For the most part, the animals featured were an array of wild cats, birds from around Peru and a few exotic creatures such as lions and American owls thrown in to boot. On to the pictures!
¿Hay osos en el zoológico? Sí los hay. That’s an inside joke for our pals at KATC who have read the same paper copy of a Level C text in the neighborhood of 1 million times. (Translation: Are their bears at the zoo? Yes, there are.)
The various monkeys were probably mine and Cole’s favorite exhibits at the zoo. Though Cole was also pretty excited about the ducks, too (no picture, because, well they were ducks and I’ve seen a lot of those in my life).

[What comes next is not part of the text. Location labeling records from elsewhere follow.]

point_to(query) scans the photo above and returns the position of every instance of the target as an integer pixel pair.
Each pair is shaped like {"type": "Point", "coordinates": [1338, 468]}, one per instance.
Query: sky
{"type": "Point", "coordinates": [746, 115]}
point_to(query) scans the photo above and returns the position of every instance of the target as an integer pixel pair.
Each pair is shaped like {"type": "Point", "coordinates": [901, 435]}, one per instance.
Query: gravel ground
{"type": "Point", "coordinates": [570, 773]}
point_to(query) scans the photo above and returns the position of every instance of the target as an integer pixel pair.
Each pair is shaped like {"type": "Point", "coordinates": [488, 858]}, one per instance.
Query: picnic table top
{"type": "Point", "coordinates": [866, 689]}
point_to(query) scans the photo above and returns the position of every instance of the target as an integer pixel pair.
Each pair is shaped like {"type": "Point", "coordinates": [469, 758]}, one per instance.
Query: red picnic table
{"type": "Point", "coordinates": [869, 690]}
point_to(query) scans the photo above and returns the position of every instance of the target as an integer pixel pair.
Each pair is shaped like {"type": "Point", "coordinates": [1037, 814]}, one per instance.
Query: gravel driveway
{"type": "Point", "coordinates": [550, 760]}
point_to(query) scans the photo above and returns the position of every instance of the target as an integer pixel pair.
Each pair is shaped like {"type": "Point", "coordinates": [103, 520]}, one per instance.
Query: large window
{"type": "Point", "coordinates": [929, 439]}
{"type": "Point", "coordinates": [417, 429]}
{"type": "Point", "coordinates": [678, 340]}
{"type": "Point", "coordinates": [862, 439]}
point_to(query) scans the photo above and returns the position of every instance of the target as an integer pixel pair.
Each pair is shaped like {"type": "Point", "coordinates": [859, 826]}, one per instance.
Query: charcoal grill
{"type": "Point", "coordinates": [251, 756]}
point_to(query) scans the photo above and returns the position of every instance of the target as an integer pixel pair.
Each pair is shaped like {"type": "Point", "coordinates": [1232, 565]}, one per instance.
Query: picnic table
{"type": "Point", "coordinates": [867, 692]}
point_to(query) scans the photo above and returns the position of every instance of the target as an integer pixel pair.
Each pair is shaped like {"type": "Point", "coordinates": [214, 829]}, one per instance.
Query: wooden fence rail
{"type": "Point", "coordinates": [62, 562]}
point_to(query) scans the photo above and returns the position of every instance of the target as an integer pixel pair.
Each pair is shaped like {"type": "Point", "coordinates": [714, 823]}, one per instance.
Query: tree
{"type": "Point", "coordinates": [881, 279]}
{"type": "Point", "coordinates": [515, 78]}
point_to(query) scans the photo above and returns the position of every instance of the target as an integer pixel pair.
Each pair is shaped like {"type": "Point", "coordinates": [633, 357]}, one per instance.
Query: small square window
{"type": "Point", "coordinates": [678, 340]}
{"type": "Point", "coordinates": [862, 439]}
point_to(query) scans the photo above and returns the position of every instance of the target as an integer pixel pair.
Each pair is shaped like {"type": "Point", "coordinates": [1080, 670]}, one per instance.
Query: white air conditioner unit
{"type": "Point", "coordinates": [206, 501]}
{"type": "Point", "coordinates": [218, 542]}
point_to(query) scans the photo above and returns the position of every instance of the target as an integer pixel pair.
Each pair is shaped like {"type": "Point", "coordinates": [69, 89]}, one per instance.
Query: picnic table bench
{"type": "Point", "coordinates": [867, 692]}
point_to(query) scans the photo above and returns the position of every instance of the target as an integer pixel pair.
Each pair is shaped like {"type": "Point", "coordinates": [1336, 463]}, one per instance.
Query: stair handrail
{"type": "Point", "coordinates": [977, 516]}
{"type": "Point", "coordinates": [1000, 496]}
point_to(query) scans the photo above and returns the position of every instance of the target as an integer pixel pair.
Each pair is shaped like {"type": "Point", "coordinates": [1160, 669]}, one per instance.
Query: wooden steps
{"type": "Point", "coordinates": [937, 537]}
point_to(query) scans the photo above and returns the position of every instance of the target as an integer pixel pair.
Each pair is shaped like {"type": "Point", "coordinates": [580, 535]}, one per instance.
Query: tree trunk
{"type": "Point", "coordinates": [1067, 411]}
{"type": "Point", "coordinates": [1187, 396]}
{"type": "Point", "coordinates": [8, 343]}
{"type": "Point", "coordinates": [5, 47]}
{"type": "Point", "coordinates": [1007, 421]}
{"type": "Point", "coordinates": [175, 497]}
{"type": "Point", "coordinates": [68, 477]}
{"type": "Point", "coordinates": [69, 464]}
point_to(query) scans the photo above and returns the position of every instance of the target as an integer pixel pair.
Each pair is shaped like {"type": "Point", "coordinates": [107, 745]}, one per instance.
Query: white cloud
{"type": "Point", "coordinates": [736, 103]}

On the other hand, I did feel compelled to take a photo of this squirrel because I was so tickled by the idea of a squirrel being on exhibit at a zoo. (In Seattle, the squirrel “exhibit” at the zoo is literally the whole zoo).
Meg and I both thought we had seen ostriches before. I think we were wrong. It’s hard to tell in this picture, but this guy (gal? We got close, but not THAT close) is HUGE! Like twice the size of the emus (at least).
While the ostrich, monkeys and big cats stole our attention, I’m fairly certain the giant gringo with the blond baby on his back was the most exotic thing on display for the locals in attendance. In particular one group of 12-/13-year-old girls crosssd our path several times and were quite taken with Cole–whispering, pointing and giggling each time we intersected. Meg and I were considerably less enamored with them though, as they poked at our inner annoyed teacher by blatantly ignoring the ample signage and kept feeding the animals from their backpacks.
If you go
Hours: 8 am – 6 pm M-Su
Tickets: 4 soles (adults); 2 soles kids
Getting there: Taxi from the central plaza should be about 6 soles.
Tips: Wear bug spray and sunscreen. Be prepared to walk up and down hill (not the best activity for your first couple days at altitude). Bring water.